Exercises are graded by difficulty: - One star (*): Apply the technique from the chapter to a new dataset or scenario - Two stars (**): Extend the technique or combine it with a previous chapter's methods - Three stars (***): Derive a result, implement from scratch, or design a system component - Four stars (****): Research-level problems that connect to open questions in the field

Propensity Scores and Matching

Exercise 18.1 (*)

A job training program enrolls 500 participants and has data on 1,500 non-participants. The following covariates are measured: age, education (years), prior earnings, gender, and a binary indicator for whether the person was employed in the prior year.

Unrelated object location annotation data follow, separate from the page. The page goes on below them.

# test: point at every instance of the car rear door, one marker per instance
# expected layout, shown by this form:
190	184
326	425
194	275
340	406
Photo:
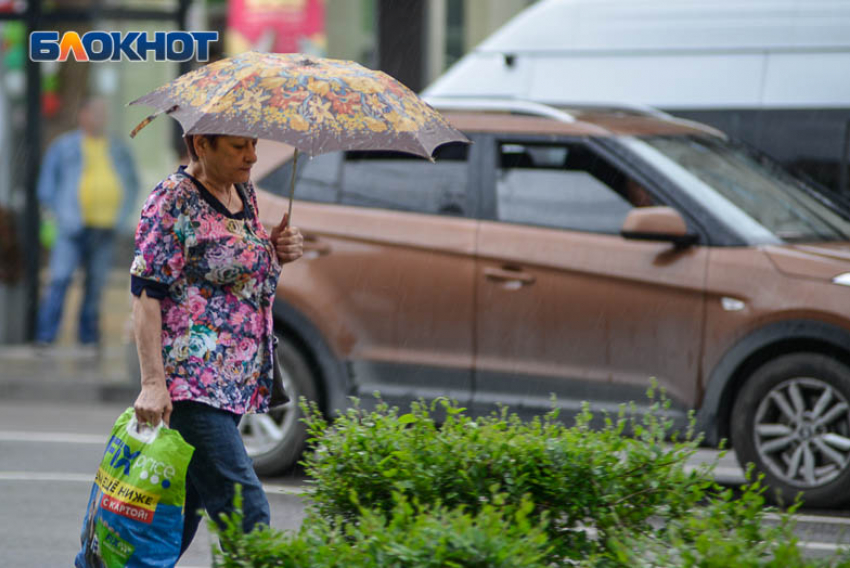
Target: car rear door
564	304
388	274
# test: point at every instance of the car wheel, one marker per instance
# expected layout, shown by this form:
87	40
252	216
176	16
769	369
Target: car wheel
792	420
276	439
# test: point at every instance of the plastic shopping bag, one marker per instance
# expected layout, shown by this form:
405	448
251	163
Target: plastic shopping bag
135	511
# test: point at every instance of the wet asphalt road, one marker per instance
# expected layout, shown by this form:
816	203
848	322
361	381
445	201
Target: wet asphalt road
48	455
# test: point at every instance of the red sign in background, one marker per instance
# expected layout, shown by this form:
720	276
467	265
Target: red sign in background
282	26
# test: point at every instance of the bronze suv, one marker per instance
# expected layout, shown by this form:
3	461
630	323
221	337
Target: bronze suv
576	252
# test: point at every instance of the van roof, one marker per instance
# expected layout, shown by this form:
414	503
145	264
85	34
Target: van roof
524	117
672	54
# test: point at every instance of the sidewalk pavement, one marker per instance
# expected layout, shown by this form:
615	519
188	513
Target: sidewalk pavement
68	372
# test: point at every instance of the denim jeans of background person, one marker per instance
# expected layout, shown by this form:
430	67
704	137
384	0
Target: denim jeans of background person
88	184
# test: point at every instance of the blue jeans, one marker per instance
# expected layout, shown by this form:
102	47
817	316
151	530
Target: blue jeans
91	249
219	462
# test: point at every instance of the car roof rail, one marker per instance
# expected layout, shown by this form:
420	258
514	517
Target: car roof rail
515	106
631	108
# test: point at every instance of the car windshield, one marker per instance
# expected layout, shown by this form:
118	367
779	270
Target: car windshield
749	191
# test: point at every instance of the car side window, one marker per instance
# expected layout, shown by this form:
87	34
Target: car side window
317	179
401	182
564	186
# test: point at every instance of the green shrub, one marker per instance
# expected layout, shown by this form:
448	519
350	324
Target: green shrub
411	536
401	490
587	482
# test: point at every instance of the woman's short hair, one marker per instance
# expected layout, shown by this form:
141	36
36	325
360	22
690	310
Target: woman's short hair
190	146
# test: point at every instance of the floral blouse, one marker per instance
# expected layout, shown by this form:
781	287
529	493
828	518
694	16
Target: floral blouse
215	274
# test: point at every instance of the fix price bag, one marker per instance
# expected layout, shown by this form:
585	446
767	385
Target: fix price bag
135	512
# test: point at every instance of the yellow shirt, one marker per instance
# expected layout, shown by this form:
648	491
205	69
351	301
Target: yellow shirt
100	188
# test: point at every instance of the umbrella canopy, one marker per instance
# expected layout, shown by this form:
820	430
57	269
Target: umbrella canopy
316	105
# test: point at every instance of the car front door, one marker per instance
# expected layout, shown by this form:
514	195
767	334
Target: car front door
564	304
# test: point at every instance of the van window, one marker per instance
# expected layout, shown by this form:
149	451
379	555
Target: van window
317	179
564	187
401	182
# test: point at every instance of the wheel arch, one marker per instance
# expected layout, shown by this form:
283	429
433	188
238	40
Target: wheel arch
333	383
749	353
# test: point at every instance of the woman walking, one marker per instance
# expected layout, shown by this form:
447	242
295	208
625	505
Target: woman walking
204	277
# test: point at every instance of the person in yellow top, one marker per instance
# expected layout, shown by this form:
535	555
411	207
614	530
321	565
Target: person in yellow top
88	183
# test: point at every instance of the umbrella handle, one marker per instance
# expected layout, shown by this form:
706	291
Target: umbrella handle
292	187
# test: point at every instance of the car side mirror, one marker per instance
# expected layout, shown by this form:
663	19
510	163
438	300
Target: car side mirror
657	224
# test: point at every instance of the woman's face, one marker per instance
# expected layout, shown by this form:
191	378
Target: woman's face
230	160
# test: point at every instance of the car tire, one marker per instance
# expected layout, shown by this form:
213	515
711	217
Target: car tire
275	440
792	420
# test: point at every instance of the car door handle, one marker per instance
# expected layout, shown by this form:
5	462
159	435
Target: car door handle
512	278
315	247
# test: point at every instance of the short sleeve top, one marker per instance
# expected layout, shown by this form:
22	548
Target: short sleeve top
215	274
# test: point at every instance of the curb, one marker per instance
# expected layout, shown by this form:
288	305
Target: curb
23	390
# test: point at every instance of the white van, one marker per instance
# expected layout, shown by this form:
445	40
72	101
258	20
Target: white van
772	73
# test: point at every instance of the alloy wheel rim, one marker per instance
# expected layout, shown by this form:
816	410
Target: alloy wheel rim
802	432
262	433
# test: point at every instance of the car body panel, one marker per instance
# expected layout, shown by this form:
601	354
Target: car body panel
585	316
391	291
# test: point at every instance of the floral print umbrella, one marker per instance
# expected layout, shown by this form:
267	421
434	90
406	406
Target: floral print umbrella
314	104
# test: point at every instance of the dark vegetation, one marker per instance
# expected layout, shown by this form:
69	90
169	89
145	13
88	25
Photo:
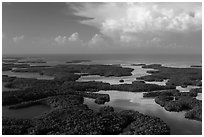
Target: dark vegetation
121	80
173	100
70	116
175	76
196	66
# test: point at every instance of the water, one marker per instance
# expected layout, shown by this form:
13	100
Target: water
178	124
124	100
178	60
27	75
138	72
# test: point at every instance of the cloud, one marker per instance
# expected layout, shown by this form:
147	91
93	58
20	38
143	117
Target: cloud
65	39
18	38
74	37
97	40
137	22
61	39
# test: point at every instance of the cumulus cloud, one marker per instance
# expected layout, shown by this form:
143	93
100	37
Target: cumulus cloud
130	22
74	37
97	40
18	38
64	39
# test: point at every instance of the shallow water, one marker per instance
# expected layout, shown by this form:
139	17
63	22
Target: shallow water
187	89
28	112
124	100
27	75
137	72
135	101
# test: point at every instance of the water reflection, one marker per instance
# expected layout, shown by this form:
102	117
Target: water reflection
135	101
27	75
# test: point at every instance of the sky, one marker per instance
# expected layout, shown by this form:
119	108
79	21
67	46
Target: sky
93	28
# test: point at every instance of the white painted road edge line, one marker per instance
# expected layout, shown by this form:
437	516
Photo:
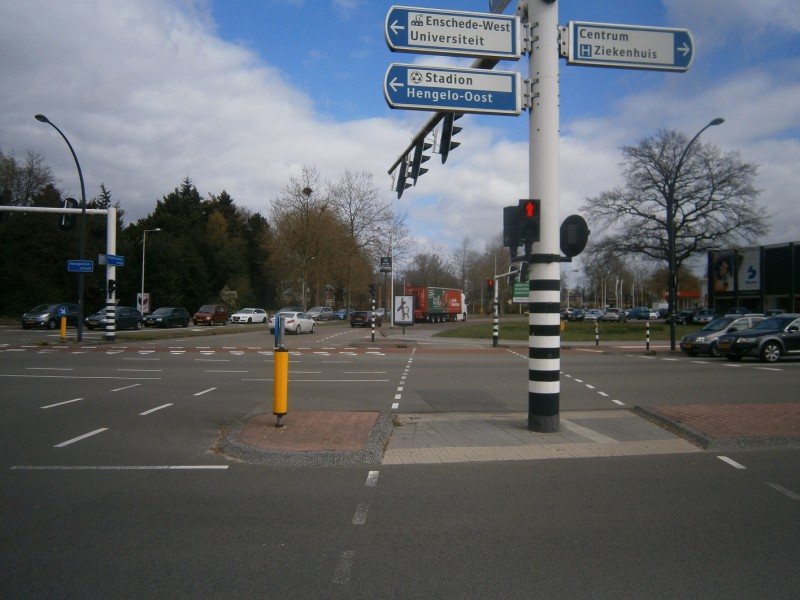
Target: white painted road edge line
731	462
61	403
81	437
152	410
784	491
121	468
205	391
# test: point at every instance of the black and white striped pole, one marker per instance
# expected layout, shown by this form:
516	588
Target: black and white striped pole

(a) Fit a logistic regression to estimate the propensity score $\hat{e}(X_i) = P(\text{training} = 1 \mid X_i)$. Report the coefficient for each covariate and interpret the two largest (in absolute value).

(b) Plot the propensity score distributions for the treated and control groups as overlapping histograms. Identify any regions of non-overlap (positivity violations).

(c) Perform nearest-neighbor propensity score matching (1:1, with replacement). Report the ATT. How many unique control units were used?

(d) Compute the standardized mean differences for all five covariates before and after matching. Create a Love plot. Which covariates have $|SMD| > 0.1$ after matching?

Exercise 18.2 (*)

Using the MediCore observational simulation from Section 18.6:

(a) Compute the IPW estimate using the Horvitz-Thompson (unnormalized) estimator. Compare with the Hajek (normalized) estimator from the chapter. Which has a narrower confidence interval?

(b) Compute the effective sample sizes for treated and control groups. What is the ESS ratio for each?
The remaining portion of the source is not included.